Caldo de verduras

Caldo de verduras (vegetable broth). (Denise Florez/CALÓ News)

The conversation usually starts with me asking my mom before she is planning to visit.

“¿Me haces sopa de verduras?” (Will you make me vegetable soup?)

To which she always replies, “Do you mean soup or caldo?” 

I always forget that caldo is the kind that my grandmother used to make. The one that tastes like my childhood. The caldo is cooked with the vegetables barely cut in half, which I used to hate because it would give me more work having to cut each piece. But somehow, that’s how I like it now. 

One day I made vegetable soup, with all the veggies cut up in small pieces and it wasn’t the same. Perhaps it is only the memory that keeps me attached to the potatoes cut in half, the large pieces of corn and the carrots. 

Potatoes are especially my favorite and they always have been. I’ve always loved leaving that delicious half piece of golden potato, with the skin still on, until the caldo’s liquid is almost gone. I will cut it slowly and enjoy piece by piece, pouring some lime and salt on each spoonful. 

My husband watches perplexed as he sees me pour lime on my caldo, then lime on my elote and finally on my potato. 

“Isn’t that enough limón?” he will ask me. “Never enough,” I say. 

Each spoonful of caldo brings me closer to the days when I used to hate it whenever my grandmother would make it. But now it reminds me of the aromas in her kitchen. Of her voice telling me I had to eat it. 

Nowadays I only eat it when it’s cold or when I have a cold. Nothing brings me back to health like the caldo de verduras. 
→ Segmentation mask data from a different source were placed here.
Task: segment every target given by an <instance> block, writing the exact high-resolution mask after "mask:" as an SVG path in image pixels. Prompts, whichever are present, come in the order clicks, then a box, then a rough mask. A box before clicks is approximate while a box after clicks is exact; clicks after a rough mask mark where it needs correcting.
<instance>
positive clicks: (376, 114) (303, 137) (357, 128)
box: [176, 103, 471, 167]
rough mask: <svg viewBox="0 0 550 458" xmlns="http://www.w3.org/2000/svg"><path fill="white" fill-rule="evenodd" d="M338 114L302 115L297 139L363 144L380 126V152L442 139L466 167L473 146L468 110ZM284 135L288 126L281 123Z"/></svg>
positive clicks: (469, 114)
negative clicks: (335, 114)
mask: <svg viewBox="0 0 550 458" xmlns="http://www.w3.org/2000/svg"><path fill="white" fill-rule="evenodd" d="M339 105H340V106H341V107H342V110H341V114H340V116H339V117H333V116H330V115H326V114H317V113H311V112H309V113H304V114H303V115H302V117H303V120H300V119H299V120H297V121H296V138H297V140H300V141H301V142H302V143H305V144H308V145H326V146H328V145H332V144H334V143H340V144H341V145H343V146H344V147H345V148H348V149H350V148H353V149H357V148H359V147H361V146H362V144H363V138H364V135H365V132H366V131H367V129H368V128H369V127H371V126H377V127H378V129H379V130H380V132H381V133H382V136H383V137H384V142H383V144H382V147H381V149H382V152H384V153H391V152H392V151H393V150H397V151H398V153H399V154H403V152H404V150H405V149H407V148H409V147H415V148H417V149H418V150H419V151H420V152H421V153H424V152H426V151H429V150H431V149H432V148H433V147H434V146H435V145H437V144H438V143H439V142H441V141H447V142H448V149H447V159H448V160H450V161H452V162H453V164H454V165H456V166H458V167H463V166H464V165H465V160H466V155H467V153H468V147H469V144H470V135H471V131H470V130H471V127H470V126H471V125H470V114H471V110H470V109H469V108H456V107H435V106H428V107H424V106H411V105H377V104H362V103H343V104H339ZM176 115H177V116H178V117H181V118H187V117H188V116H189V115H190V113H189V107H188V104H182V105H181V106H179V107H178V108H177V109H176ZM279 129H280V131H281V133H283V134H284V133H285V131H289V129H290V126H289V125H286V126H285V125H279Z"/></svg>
For my husband and my daughter, vegetables are not enough. “It needs some meat!” she will insist. “At least some chicken,” he will say. But no. El caldo de verduras is how my grandma used to cook it for us, all of my cousins, and me, even during summer (especially during summer). My grandmother was vegetarian, and even though I never have been, even though my parents tried, I still prefer the caldo to be meatless. And even though we didn’t like eating vegetables, we could feel our grandma’s warmth through the broth.